New Orleans voters on Saturday approved a $150 million dollar property tax over 10 years to fund maintenance of New Orleans public schools.
The vote means that a property tax set to expire in 2021 will remain in place through 2025. The tax was instituted to repay bonds for school construction and improvements. Now, as those bonds are paid off, the money will shift to a dedicated facilities fund.
The owner of a $200,000 home pays about $62 in that tax.
Though proponents and opponents of the tax generally agreed that the money is necessary to maintain the $1.8 billion federal investment in public school buildings after Hurricane Katrina, they did not agree on the timing of it or how the money will be disbursed.
What was not immediately clear from the text of the proposition, and a chief complaint of opponents, is how the money will be split between the Orleans Parish School District and the Recovery School District.
The two will divvy up the anticipated $15 million each year according to their enrollment. The RSD educates about 70 percent of New Orleans public school students.
The flow of money is guided by Act 543, sponsored by New Orleans state Rep. Walt Leger and signed into law by Gov. Bobby Jindal this summer. Though clearly written with New Orleans in mind, the law is meant to apply statewide – so it doesn’t mention the Orleans Parish School Board by name.
It requires both the RSD and the home school district — the parish school board in this case — to establish parallel facilities offices. Money will be allocated to each district based on enrollment. Funding will be further divvied up by enrollment per campus, with funds required to stay with the campus.
The tax drew some unlikely opponents — members of the Orleans Parish School Board itself.

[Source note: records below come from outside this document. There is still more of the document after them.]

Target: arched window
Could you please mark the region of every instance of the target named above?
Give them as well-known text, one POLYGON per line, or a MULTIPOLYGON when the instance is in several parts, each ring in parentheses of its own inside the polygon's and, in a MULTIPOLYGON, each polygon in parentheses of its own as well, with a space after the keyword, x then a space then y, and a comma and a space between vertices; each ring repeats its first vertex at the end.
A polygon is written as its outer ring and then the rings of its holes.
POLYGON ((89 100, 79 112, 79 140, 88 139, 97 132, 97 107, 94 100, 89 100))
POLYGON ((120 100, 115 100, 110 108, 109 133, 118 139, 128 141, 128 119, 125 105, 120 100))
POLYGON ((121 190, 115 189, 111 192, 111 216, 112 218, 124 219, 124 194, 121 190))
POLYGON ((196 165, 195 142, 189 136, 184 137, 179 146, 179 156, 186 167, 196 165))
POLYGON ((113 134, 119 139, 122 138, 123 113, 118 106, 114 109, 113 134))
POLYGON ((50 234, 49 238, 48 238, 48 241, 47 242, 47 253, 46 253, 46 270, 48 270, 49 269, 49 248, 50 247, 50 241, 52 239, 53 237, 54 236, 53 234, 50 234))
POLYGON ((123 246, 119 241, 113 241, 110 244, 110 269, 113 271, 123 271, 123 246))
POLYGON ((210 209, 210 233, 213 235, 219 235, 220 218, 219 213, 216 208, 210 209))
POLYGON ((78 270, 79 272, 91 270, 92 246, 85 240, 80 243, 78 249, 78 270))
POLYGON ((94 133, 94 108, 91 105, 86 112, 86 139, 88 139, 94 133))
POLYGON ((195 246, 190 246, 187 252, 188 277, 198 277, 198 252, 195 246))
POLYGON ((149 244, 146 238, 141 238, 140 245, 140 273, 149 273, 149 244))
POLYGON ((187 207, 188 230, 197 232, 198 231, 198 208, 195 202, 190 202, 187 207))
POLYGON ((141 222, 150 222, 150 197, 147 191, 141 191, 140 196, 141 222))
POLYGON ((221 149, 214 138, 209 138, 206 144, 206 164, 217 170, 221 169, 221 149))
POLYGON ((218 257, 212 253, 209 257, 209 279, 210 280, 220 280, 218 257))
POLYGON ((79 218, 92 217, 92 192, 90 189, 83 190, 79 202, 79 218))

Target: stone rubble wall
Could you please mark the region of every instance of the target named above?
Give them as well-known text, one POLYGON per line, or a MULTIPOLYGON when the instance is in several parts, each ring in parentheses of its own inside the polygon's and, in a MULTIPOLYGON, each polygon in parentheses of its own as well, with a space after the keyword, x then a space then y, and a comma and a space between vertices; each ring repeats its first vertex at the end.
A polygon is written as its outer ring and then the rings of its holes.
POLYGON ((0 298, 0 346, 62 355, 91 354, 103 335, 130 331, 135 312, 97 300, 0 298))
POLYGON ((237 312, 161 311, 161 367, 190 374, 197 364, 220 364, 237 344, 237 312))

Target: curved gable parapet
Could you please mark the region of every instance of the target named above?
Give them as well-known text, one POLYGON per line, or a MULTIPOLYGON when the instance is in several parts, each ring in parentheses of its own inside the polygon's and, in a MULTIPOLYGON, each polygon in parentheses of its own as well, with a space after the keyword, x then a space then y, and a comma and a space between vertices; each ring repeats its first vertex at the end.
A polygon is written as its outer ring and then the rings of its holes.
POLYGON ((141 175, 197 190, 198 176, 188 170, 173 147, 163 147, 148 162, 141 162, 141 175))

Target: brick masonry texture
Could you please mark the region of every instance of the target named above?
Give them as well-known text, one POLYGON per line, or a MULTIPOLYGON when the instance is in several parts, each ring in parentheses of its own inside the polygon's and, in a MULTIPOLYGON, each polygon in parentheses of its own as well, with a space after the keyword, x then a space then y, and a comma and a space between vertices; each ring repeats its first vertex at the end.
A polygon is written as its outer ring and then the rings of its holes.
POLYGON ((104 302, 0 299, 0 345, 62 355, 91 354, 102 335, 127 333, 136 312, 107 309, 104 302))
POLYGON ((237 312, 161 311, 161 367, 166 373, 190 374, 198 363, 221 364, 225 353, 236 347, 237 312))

School Board members Cynthia Cade, Ira Thomas, and Leslie Ellison voted against placing the proposition on the ballot in the first place. Ellison said there was no need for the vote to occur this year. Indeed most of the money won’t become available for a few years.
Proponents of the tax, such as School Board member Sarah Usdin, said it’s about maintaining the schools, not which agency manages the money.
A campaign supporting the tax was at the center of a legal battle in the weeks leading up to Saturday’s election. Attorney Willie Zanders sued the School Board on behalf of the community group Justice and Beyond, alleging misuse of public funds and property.
The lawsuit was prompted by signs hanging on some city schools that read “Our Students Our Schools Vote Dec. 6” next to a group of smiling children holding their thumbs up.
Schools agreed to remove the banners a few days before the election.